Erlauben Sie mir noch eine zweite Vorbemerkung: Die Schweiz ist heute das einzige europäische Land, das eine solche Regelung kennt. Wir müssen uns bewusst sein, was diese Regelung bedeutet: heute haben Frauen aus Drittstaaten zwei Möglichkeiten, um in der Schweiz legal zu arbeiten: Entweder sie sind hoch qualifiziert oder sie sind bereit, sich im Cabaret auszuziehen. Diese Tänzerinnen werden sehr häufig auch zur Prostitution und zur Alkoholanimation gezwungen. Ich finde diese Situation unglaublich stossend und auch für die betroffenen Frauen entwürdigend.

Fehlende Schutzwirkung

Kommen wir zurück: Das Statut wurde ursprünglich zum Schutz der Frauen vor Ausbeutung geschaffen. Diverse polizeiliche und kantonale Untersuchungen haben aber gezeigt, dass das Statut seine Schutzwirkung nicht bzw. nicht mehr erfüllt. Im Gegenteil, das Statut begünstigt die Ausbeutungssituationen und den Menschenhandel. Es schützt also nicht mehr die Richtigen und es vermittelt einen falschen Eindruck von Sicherheit. 2012 hat der Bundesrat deshalb beschlossen, dass er dieses Statut aufheben will und schickte die revidierte Verordnung in die Vernehmlassung.
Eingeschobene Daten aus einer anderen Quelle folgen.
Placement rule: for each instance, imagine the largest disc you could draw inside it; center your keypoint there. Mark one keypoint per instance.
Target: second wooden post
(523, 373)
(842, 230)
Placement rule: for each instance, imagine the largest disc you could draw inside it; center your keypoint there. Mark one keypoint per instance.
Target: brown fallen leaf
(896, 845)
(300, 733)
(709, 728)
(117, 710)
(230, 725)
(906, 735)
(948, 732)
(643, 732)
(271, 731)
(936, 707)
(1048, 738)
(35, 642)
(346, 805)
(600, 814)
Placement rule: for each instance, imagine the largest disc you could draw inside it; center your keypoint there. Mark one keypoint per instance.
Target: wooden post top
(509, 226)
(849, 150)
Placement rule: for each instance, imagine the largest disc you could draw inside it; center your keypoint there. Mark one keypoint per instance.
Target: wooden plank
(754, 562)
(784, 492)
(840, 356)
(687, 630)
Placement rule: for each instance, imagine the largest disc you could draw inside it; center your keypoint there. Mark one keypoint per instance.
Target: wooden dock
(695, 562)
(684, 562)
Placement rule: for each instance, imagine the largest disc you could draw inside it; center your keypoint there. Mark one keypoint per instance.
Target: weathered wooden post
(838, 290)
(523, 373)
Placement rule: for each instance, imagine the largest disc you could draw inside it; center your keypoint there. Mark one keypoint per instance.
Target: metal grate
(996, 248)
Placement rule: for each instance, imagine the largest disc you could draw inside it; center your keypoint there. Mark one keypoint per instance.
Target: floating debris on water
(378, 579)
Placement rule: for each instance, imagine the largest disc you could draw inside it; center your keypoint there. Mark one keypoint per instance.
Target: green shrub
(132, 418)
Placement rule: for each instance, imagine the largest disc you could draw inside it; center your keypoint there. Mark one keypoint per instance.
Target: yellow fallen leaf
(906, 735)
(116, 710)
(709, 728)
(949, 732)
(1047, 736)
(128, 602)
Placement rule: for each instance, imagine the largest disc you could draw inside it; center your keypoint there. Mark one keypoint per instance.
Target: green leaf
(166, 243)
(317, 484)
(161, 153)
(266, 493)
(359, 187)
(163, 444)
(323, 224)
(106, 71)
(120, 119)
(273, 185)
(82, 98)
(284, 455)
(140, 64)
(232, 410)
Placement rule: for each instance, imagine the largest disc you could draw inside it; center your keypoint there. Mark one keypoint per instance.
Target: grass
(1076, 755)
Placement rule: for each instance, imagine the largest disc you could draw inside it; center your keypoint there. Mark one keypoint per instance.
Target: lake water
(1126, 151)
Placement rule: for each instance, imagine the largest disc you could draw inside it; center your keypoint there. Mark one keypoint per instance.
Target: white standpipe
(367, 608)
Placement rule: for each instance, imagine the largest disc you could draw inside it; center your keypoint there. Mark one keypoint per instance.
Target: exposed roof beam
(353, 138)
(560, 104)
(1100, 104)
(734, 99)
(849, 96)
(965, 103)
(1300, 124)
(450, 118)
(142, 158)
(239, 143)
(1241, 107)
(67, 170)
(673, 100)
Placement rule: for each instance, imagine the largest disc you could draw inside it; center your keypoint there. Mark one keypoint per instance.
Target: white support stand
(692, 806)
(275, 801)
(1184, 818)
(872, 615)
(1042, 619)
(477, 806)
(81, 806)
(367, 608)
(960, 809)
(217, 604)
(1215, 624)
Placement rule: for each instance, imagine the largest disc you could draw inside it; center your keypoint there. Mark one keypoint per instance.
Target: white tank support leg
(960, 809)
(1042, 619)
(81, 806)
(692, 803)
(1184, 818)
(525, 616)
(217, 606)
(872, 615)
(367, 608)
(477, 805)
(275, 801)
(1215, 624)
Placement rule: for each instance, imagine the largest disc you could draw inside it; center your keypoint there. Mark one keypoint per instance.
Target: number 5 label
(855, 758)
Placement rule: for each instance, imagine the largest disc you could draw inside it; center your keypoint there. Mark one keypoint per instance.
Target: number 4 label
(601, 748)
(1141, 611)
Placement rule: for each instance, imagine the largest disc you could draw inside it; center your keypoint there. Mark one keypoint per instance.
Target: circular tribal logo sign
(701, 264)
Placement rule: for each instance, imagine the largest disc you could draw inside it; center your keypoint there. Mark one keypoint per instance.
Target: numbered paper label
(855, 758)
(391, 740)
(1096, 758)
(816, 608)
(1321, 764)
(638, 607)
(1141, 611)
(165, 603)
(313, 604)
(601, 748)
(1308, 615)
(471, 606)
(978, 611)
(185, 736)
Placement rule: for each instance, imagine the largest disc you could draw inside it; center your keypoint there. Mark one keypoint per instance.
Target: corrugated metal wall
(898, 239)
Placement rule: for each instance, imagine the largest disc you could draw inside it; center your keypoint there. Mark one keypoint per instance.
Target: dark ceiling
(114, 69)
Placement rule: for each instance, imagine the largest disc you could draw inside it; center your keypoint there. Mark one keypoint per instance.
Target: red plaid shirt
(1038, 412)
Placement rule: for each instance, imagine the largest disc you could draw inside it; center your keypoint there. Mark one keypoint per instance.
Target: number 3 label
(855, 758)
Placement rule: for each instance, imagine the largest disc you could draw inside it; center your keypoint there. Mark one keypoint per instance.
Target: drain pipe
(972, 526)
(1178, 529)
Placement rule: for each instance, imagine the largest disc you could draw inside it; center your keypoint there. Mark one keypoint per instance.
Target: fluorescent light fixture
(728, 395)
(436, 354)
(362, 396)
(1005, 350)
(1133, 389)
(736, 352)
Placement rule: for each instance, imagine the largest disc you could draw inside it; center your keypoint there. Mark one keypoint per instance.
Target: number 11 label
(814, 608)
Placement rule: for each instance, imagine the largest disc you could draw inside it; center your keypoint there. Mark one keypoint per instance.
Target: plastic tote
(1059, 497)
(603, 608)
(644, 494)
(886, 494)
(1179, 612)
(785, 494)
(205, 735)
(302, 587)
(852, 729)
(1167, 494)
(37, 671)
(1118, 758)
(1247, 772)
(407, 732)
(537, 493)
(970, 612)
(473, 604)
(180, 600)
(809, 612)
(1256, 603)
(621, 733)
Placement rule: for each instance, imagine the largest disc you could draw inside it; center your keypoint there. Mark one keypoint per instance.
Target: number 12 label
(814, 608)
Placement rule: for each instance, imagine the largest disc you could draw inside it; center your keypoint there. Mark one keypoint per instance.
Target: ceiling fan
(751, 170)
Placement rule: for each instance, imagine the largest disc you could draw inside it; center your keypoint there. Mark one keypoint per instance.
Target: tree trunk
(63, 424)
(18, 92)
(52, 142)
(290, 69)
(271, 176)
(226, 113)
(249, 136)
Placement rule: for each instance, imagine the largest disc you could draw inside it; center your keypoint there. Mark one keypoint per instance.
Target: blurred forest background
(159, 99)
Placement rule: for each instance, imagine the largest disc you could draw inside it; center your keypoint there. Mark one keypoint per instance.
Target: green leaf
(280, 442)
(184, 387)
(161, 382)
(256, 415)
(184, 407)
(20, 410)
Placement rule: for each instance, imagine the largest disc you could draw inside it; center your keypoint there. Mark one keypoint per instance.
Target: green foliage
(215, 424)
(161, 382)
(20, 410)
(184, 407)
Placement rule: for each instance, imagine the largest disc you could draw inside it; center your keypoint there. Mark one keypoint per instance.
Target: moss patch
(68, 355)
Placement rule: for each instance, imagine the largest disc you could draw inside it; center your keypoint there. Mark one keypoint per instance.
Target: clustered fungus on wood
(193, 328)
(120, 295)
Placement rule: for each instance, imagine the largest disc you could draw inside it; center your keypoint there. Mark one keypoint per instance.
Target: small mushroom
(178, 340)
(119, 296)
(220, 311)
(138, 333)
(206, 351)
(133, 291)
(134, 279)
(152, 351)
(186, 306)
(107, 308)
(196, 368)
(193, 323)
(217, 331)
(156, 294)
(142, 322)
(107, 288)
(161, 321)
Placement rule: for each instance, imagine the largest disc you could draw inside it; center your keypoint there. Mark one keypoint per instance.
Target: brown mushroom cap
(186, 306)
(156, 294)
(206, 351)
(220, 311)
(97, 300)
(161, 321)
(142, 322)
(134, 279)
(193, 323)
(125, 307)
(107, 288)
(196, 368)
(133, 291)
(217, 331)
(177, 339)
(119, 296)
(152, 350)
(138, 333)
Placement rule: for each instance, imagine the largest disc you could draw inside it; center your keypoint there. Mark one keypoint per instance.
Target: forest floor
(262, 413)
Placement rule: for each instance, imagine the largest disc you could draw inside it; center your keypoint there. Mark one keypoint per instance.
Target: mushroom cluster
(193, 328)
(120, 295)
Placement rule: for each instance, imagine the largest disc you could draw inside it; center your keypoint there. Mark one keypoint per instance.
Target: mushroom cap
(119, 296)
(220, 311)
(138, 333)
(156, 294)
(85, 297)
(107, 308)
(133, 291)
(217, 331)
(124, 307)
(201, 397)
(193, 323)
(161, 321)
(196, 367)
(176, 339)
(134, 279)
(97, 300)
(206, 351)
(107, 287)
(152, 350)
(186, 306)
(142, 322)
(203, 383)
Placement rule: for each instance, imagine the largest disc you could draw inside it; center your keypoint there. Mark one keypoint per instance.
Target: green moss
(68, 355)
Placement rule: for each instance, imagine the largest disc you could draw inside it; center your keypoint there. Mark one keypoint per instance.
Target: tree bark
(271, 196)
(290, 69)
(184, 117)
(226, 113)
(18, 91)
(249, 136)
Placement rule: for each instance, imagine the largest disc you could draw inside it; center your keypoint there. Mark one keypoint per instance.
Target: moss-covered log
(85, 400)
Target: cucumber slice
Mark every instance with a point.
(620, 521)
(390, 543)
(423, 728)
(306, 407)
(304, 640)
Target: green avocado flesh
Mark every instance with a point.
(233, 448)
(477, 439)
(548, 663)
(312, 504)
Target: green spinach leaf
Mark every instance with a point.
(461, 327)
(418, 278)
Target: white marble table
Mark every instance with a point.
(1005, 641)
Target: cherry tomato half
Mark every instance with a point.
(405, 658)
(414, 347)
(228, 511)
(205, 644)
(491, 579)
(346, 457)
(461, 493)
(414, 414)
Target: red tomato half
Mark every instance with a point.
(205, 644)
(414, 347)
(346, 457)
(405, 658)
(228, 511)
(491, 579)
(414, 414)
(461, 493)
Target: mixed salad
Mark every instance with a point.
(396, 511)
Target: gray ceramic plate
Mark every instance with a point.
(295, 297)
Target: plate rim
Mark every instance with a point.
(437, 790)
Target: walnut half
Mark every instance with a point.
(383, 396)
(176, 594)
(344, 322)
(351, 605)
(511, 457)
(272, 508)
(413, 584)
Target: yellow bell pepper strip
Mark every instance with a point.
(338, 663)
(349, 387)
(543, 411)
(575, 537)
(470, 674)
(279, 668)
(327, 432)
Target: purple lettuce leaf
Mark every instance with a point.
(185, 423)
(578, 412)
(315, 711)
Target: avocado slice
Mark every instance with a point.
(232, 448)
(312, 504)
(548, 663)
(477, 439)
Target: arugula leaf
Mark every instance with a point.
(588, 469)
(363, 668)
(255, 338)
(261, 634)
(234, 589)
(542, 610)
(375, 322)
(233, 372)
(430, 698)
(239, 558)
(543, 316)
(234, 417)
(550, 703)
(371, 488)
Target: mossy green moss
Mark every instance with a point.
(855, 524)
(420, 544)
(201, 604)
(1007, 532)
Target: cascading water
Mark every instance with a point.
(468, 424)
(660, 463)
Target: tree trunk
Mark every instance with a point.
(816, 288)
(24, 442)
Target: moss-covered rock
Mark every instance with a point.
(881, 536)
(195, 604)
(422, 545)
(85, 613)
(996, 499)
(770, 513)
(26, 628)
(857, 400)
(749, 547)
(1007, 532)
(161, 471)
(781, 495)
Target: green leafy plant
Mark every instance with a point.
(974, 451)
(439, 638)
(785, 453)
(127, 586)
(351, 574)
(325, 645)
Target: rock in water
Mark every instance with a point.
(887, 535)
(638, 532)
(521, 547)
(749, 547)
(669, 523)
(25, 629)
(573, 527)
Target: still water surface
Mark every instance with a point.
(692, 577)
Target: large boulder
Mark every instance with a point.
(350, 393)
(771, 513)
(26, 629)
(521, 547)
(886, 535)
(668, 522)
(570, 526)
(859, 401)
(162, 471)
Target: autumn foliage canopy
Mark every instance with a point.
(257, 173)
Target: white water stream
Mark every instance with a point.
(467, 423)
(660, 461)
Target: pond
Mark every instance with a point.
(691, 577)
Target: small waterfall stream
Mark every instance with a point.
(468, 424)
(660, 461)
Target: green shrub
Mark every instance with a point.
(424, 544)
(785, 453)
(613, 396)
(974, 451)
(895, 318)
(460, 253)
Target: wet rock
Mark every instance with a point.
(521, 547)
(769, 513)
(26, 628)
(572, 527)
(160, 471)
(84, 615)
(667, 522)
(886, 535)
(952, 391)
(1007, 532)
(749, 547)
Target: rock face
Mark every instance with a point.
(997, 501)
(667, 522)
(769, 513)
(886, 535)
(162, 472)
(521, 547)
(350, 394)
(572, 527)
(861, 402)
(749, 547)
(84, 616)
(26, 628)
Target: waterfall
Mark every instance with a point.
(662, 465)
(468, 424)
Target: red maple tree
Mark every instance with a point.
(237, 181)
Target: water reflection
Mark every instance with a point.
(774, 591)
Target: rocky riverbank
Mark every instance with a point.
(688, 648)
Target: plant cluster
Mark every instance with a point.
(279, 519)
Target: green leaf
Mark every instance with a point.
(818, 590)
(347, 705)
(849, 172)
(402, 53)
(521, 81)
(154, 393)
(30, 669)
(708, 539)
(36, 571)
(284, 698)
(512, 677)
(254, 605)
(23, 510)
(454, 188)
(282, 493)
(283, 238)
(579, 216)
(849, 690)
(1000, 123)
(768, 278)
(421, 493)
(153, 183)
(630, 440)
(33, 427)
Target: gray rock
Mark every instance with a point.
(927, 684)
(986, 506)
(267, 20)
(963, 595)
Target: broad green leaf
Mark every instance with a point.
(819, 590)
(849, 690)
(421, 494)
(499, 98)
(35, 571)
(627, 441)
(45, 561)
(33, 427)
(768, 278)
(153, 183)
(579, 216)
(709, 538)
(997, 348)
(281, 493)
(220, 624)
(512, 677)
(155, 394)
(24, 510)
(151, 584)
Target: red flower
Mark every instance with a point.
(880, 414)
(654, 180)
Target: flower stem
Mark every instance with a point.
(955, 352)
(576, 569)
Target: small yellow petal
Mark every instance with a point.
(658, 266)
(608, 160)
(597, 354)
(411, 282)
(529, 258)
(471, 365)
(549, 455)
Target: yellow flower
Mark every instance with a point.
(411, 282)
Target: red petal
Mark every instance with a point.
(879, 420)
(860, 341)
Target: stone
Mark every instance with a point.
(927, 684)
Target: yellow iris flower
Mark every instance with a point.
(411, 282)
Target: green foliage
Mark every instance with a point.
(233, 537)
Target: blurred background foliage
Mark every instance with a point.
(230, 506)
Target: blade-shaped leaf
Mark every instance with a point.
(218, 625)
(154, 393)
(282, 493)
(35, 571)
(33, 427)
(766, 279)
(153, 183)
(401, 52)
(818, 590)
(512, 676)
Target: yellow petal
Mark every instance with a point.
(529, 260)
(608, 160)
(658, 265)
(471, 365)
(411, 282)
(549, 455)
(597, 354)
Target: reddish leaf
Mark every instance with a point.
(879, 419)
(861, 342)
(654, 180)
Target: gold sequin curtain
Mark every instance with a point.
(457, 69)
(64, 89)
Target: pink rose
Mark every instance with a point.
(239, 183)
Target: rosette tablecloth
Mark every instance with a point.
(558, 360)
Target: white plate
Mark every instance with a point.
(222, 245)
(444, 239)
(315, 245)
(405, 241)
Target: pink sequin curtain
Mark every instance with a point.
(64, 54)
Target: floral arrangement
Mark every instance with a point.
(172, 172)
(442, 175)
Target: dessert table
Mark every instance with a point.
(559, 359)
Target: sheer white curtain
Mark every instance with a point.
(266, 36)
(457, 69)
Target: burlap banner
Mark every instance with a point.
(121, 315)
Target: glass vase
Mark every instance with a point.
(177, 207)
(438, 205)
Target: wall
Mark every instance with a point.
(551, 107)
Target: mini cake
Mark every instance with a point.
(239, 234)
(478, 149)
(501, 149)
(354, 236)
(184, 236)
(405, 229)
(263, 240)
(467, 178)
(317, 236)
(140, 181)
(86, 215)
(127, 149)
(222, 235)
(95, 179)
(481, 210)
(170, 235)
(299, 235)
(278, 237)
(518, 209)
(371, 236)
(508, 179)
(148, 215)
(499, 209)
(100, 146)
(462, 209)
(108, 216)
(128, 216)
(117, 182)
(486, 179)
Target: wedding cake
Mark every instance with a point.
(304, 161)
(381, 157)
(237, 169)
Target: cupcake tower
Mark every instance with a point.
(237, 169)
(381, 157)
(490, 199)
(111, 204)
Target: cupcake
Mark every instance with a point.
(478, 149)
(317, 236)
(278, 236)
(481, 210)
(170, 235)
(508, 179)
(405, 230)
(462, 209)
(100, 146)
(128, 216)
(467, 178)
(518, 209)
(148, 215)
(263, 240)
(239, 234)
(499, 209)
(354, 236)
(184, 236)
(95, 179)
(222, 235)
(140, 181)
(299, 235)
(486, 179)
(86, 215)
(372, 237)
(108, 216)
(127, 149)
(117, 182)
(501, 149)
Die Stellungnahmen der Vernehmlassung waren zahlreich und kontrovers. Auch die verschiedenen Organisationen, die sich für die Rechte der Frauen einsetzen, waren unterschiedlicher Meinung. Das gab mir zu denken. Eines machte die Vernehmlassung sehr deutlich: dass die Situation im ganzen Erotikbereich prekär ist und dass Handlungsbedarf besteht. Es ist mir persönlich ein grosses Anliegen, die Frauen in diesen prekären Situationen besser zu schützen. Ich habe deshalb letzten Sommer eine Expertengruppe zu diesem Thema eingesetzt, um die vielen und berechtigten Fragen nochmals vertieft abzuklären.  

Expertengruppe

Die Expertengruppe unter der Leitung von alt-RR Kathrin Hilber hatte den Auftrag, Schutzmassnahmen für Arbeiterinnen im Erotikgewerbe zu prüfen. Die Gruppe setzte sich zusammen aus Behörden des Bundes, der Kantone, Sozialpartnern und Frauenschutzorganisationen. In ihrem Bericht vom März dieses Jahres empfiehlt eine Mehrheit der Experten 26 Schutzmassnahmen. Eine dieser Massnahmen ist die Aufhebung des Cabaret-Tänzerinnen- Statuts. Die Ergebnisse der Untersuchungen zeigten nämlich, dass das Statut erhebliches Missbrauchspotenzial in sich birgt. Die Frauen werden zu einem grossen Teil ausgebeutet. Polizeiliche Erkenntnisse zeigen, dass die Frauen in einer Mehrheit der Schweizer Cabarets zur Prostitution und zum Alkoholkonsum gezwungen werden. Sie werden also ausgebeutet und sie werden in die Illegalität gedrängt. Oft wird ihnen zudem der Lohn nicht ausbezahlt. Die Kontrolle dieses Statuts ist nur schwer möglich, weil kaum Beweise und Aussagen in diesem Gebiet vorhanden sind. Die Polizei kann so nur sehr selten zum Einsatz gelangen.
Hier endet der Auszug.